Extension for New Forest routes granted as Forestry England told to get tough on cyclists
FORESTRY England has been granted a year’s extension to keep open approved New Forest cycle routes after the verderers demanded increased efforts to tackle “out of control” cycling.
FE, which had requested three years, said part of the action plan presented to verderers during negotiations would involve recruiting volunteers and engaging cycle hire shops.
The verderers warned that any further extension beyond the 12 months would require FE to “toughen up” its ideas on the issue.
As reported in the A&T, before agreeing to any extension the verderers demanded further details on how Forestry England will tackle off-track cycling amid claims it is disturbing wildlife and damaging habitats.
During the December meeting of the Verderers’ Court, FE Deputy Surveyor Bruce Rothnie outlined an action plan to “mitigate” and “manage” the impact on the New Forest.
It includes communicating messages about responsible cycling on the national park authority and Forestry England websites and through targeted social media posts.
He said both NPA and Forestry England rangers would continue to patrol on foot and bicycles to engage with cyclists, asking them to stick to permitted routes, and explaining why off-track cycling is damaging to the environment.
Some cyclists would also be asked to complete questionnaires to gauge their understanding of where cycling is permitted.
Mr Rothnie continued that Forestry England will also work with cycle hire shops and local cycling organisations to encourage responsible riding.
He revealed that by using GPS and other data, targeted ranger patrols will be planned at hotspots for off-track cycling.
This information will enable Forestry England to fully assess any damage to the environment, leading to potential additional signage where necessary.

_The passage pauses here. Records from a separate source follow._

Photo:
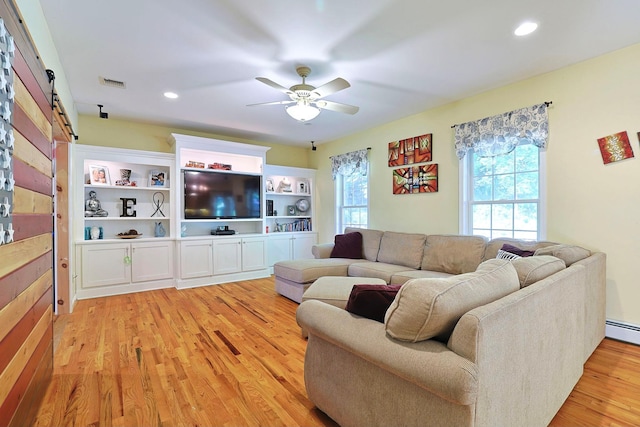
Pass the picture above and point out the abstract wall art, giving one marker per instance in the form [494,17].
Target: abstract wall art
[411,150]
[615,147]
[416,179]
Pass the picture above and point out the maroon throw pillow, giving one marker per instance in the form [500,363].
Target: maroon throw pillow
[371,301]
[517,251]
[347,245]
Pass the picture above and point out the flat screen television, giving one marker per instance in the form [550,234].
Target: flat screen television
[221,195]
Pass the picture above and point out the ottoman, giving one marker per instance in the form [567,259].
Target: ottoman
[335,290]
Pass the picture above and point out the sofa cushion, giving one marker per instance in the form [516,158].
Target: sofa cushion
[535,268]
[308,270]
[335,290]
[370,241]
[402,249]
[428,308]
[371,301]
[453,254]
[379,270]
[493,246]
[404,276]
[347,246]
[568,253]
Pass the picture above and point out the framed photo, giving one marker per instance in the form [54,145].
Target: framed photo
[158,178]
[303,187]
[99,175]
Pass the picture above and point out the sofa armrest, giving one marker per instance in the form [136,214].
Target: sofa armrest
[528,347]
[427,364]
[322,250]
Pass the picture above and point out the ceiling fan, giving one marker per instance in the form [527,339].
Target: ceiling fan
[305,100]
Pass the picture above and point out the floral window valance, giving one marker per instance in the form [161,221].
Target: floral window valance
[350,163]
[501,134]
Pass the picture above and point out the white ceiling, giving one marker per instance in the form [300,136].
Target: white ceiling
[400,56]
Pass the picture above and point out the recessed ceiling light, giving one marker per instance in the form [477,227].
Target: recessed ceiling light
[525,28]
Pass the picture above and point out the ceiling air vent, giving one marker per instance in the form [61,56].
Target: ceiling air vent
[113,83]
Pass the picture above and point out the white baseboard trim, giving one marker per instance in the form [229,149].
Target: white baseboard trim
[623,331]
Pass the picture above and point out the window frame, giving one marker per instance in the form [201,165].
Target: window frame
[465,205]
[339,203]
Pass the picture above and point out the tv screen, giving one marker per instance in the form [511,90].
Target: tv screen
[220,195]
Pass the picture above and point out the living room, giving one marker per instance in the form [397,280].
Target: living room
[588,203]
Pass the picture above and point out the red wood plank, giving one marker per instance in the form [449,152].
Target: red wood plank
[43,355]
[29,225]
[17,281]
[31,178]
[21,69]
[12,342]
[23,124]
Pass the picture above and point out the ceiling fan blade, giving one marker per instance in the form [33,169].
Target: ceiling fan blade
[333,86]
[336,106]
[274,85]
[272,103]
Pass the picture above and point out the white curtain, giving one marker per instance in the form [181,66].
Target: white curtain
[350,163]
[501,134]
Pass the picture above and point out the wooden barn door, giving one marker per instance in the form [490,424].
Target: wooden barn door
[26,263]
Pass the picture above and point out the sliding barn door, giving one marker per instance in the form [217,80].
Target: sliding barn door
[26,254]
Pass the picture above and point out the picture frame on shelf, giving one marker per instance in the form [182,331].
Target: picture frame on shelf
[158,178]
[99,175]
[269,185]
[303,187]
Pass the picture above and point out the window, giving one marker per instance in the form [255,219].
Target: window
[350,171]
[352,201]
[502,195]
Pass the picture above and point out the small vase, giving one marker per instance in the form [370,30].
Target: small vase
[160,231]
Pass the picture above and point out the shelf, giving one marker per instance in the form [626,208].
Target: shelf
[273,193]
[126,187]
[222,219]
[211,170]
[125,218]
[116,240]
[288,217]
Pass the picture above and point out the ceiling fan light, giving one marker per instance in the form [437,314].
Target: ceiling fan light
[303,112]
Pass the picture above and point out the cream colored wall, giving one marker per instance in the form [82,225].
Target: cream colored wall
[588,203]
[38,29]
[143,136]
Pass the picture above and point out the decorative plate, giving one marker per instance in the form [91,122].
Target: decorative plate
[302,205]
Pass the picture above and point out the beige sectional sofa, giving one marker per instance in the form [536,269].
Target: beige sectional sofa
[469,339]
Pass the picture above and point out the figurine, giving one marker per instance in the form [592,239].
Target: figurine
[159,230]
[92,206]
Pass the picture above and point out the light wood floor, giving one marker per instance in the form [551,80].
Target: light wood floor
[232,355]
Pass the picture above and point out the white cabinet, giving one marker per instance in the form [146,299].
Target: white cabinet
[227,256]
[254,253]
[289,199]
[207,162]
[129,197]
[104,265]
[222,259]
[127,190]
[196,259]
[290,246]
[151,261]
[116,268]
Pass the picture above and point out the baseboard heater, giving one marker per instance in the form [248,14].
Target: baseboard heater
[623,331]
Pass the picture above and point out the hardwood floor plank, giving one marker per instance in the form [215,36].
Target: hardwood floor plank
[232,355]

Cycling network maps will also be updated this year and information will be included in the New Forest Essential Guide publication.
It emerged Forestry England also hopes in future to increase the use of staff and volunteers to help manage cycling and improve signage in key locations, such as car parks.
However, the plans for managing cycling were described as “feeble” by Verderers’ Court member Anthony Pasmore, writing in his New Forest Notes column in the A&T last week.
He said: “We are not dealing with family parties or small urban children, innocently straying off the permitted routes through a lack of understanding, but with gangs of hardcore bikers determined to ride where they please, disturbing the peace and cutting up the Forest.”
Following a debate, the verderers agreed to a one-year extension to the waymarked cycle network.
They warned Forestry England it would need to “toughen up” its ideas on tackling the problem before a further extension was agreed.